II/ L’audience d’orientation devant le juge de l’exécution
L’audience d’orientation est décisive car elle permet au débiteur d’obtenir des délais pour la vente amiable de son bien (les délais ne sont pas accordés de manière systématique et sont laissés à la discrétion du juge de l’exécution).
Elle est également l’occasion d’émettre des contestations, de solliciter des délais de relogement suite à la vente forcée du bien, de solliciter la suspension de la procédure d’adjudication suite à la recevabilité du dossier de surendettement (articles L721-7, R721-7 et R721-8 du code de la consommation).
L’audience d’orientation peut également mettre fin, suspendre ou interrompre la procédure de saisie immobilière.
Selon l’article R322-15 du code des procédures civiles d’exécution : « A l’audience d’orientation, le juge de l’exécution, après avoir entendu les parties présentes ou représentées, vérifie que les conditions des articles L.311-2, L.311-4 et L.311-6 (en particulier l’existence d’un titre exécutoire) sont réunies, statue sur les éventuelles contestations et demandes incidentes et détermine les modalités de poursuite de la procédure, en autorisant la vente amiable à la demande du débiteur ou en ordonnant la vente forcée.
Lorsqu’il autorise la vente amiable, le juge s’assure qu’elle peut être conclue dans des conditions satisfaisantes compte tenu de la situation du bien, des conditions économiques du marché et des diligences éventuelles du débiteur ».
Bon à savoir : Dans tous les cas ne manquez pas de vous présenter à l’audience d’orientation car l’enjeu est important. Idéalement, rendez-vous à l’audience avec un compromis de vente signé. En l’absence d’un compromis, munissez-vous d’un mandat (exclusif ou non) signé avec une agence immobilière qui prouve votre volonté de vendre le bien à l’amiable.
L’audience est orale et le juge entend les parties présentes et/ou représentées et leurs contestations éventuelles. Il décide des suites de la procédure c’est-à-dire la vente amiable ou forcée du bien immobilier ou encore la suspension, interruption, ou la fin de la procédure d’exécution dans le cadre d’un jugement d’orientation.

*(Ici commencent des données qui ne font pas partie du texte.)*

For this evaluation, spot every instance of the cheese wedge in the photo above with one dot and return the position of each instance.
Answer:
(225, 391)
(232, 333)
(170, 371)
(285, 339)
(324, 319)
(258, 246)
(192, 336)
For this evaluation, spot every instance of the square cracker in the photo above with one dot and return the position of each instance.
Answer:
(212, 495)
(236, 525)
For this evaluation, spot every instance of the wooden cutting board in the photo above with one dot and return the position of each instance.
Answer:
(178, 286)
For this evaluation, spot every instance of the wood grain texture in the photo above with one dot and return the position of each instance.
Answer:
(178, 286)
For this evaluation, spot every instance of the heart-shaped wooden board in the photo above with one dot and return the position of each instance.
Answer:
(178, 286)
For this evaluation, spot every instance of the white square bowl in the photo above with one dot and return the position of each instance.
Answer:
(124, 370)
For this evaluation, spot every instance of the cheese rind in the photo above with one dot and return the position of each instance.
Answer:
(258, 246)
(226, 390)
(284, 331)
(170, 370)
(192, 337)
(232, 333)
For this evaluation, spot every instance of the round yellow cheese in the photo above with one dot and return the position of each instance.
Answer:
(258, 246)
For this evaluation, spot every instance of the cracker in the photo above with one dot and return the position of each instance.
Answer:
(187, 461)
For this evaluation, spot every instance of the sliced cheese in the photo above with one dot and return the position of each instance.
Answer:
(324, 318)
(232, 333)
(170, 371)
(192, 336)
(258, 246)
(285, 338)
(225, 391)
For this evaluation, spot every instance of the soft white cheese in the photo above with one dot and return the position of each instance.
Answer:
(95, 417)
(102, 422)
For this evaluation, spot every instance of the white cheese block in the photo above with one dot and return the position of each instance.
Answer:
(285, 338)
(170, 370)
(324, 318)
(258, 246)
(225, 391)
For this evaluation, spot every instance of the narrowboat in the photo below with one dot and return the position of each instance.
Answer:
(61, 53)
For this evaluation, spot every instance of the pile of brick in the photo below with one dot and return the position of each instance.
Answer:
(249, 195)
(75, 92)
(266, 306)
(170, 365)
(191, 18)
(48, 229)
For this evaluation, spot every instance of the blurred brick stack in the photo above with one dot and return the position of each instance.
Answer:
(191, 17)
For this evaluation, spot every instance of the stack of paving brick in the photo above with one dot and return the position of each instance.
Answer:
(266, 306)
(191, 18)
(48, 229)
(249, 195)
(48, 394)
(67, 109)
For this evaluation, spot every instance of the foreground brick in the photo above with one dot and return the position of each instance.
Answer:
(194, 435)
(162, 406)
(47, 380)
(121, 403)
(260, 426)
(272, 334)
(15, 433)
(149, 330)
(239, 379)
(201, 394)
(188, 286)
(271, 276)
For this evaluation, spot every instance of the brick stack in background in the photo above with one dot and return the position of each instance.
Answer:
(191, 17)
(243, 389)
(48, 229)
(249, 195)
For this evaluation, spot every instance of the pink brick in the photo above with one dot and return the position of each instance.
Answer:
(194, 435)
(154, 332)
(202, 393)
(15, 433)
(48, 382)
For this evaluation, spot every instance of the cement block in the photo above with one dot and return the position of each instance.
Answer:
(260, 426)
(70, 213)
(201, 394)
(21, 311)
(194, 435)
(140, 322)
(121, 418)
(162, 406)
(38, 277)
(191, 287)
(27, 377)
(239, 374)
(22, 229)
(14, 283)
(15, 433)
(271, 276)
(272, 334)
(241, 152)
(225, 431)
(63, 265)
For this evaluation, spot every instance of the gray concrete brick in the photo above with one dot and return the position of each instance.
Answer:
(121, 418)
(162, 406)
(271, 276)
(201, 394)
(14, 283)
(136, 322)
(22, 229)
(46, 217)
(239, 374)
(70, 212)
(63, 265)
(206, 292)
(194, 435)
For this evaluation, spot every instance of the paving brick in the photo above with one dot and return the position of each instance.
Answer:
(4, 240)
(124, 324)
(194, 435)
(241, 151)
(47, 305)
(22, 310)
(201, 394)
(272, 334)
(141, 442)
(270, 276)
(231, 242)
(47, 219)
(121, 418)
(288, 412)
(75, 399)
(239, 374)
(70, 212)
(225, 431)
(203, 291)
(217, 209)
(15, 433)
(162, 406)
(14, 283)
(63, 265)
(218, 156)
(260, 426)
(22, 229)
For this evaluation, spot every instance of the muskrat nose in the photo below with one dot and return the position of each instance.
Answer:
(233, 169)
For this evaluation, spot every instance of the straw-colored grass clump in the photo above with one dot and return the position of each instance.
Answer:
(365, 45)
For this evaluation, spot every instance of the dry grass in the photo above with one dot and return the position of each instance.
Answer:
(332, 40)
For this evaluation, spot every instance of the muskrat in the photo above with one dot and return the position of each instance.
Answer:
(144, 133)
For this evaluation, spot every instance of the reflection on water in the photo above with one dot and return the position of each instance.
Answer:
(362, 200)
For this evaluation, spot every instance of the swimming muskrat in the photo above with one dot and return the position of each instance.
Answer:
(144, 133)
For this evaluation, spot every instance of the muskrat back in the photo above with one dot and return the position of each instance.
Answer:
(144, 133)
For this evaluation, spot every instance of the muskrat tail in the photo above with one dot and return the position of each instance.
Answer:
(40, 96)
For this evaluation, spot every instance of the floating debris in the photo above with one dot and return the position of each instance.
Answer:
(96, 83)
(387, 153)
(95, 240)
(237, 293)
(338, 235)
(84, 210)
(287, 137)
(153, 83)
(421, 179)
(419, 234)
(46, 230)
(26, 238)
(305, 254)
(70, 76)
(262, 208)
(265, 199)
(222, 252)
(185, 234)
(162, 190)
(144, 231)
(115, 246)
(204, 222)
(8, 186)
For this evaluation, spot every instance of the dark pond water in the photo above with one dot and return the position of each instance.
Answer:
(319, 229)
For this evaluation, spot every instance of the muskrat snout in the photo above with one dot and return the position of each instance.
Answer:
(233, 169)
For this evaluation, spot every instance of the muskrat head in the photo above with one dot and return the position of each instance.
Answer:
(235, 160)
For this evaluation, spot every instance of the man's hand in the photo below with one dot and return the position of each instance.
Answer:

Le greffe du tribunal judiciaire notifie le jugement par lettre recommandée avec avis de réception. Une copie est également adressée par lettre simple à l’huissier instrumentaire et aux parties.
Le jugement d’orientation est susceptible d’appel dans les 15 jours de sa notification.
III/ La vente du bien
La vente amiable
Elle peut être demandée oralement au cours de l’audience.
Cette vente doit être autorisée judiciairement. C’est donc le juge qui accorde ou non la possibilité de vendre le bien à l’amiable et qui fixe le prix en deçà duquel le bien ne peut être vendu.
Le créancier s’assure que le débiteur effectue toutes les diligences pour parvenir à la vente amiable du bien et il peut saisir le juge de l’exécution s’il constate la carence du débiteur. Il sollicite alors la reprise de la procédure de vente forcée.
Lorsque le juge de l’exécution tranche en faveur de la vente amiable du bien, une nouvelle audience est fixée dans un délai de 4 mois pour vérifier la situation.
Ce délai doit donc être mis à profit par le débiteur saisi pour réaliser la vente effective du bien notamment si un compromis de vente a pu être signé et présenté lors de l’audience d’orientation. Dans le cas où le débiteur produit un compromis de vente qu’il n’avait pas lors de la première audience, le juge peut accorder un délai supplémentaire de 3 mois pour la rédaction et la conclusion de l’acte authentique de vente.
Une nouvelle audience de rappel pour constater la vente est donc fixée au cours de laquelle le juge vérifie que l’acte de vente est conforme aux conditions qu’il a fixées.
Lorsque la vente amiable se réalise au tarif convenu par les parties et permet de solder votre dette, l’excédent vous est alors reversé. A l’inverse, si la vente amiable ne permet pas d’apurer intégralement vos dettes, vous restez redevable du solde.
Toutefois, la vente amiable peut ne pas aboutir : le juge fixe alors une date d’adjudication.
La vente forcée
Le montant de la mise à prix est fixé par le créancier poursuivant. Néanmoins, le débiteur peut, en cas d’insuffisance manifeste du montant de la mise à prix, saisir le juge afin de voir fixer une mise à prix en rapport avec la valeur vénale de l’immeuble et les conditions du marché (article L322-6 du CPCE).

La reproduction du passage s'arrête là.